Sample Size

The size of a sample influences the cost of a study, as well as the usefulness of the results. A sample that is too small can exclude information. One too large is costly and cumbersome.



Often, researchers need to know the smallest sample that can be taken and yet still have estimates that are accurate.



Decision-makers first agree to the amount of error they will tolerate from the results. This is called the margin of error (E).



Along with margin of error, researchers also assign a critical value (C.V.) that is based upon the probability for extreme values in the population.



These two factors are combined with knowledge about the population's standard deviation (sigma) to reach a recommmended sample size.



n= [(C.V. * sigma) / E]^2



In order to apply the Central Limit Theorem, the common rule of thumb is a minimum sample size of 30. However, if the population is bell-shaped, it can be smaller.

Margin of Error

Margin of Error (E) is the error that can be tolerated when estimating a value.

For confidence intervals, it is calculated as the critical value multiplied by the standard error -

E = Crit Val * Std Err

First, you look up the critical value from the probability table (t or z), then you calculate the standard error.

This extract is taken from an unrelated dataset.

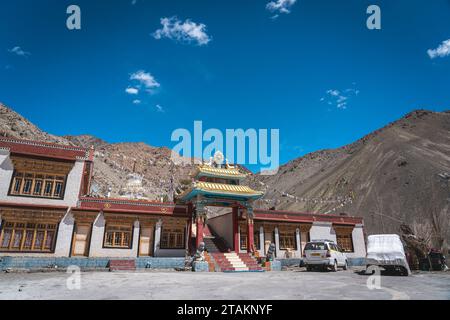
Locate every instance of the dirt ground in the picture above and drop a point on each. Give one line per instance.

Multiply these together.

Margin of Error tells you how much 'cushion' to place on your estimated value.

This cushion will be larger or smaller depending on the critical value that the researcher has chosen.

However, to determine sample size (n), the margin of error is chosen, not calculated.

For example, a buyer wants to know the sample size needed to estimate the average cost of shoes. He needs the estimate to be within ten dollars of the true population mean.

In this case, you will use E=10 in the formula for solving sample size.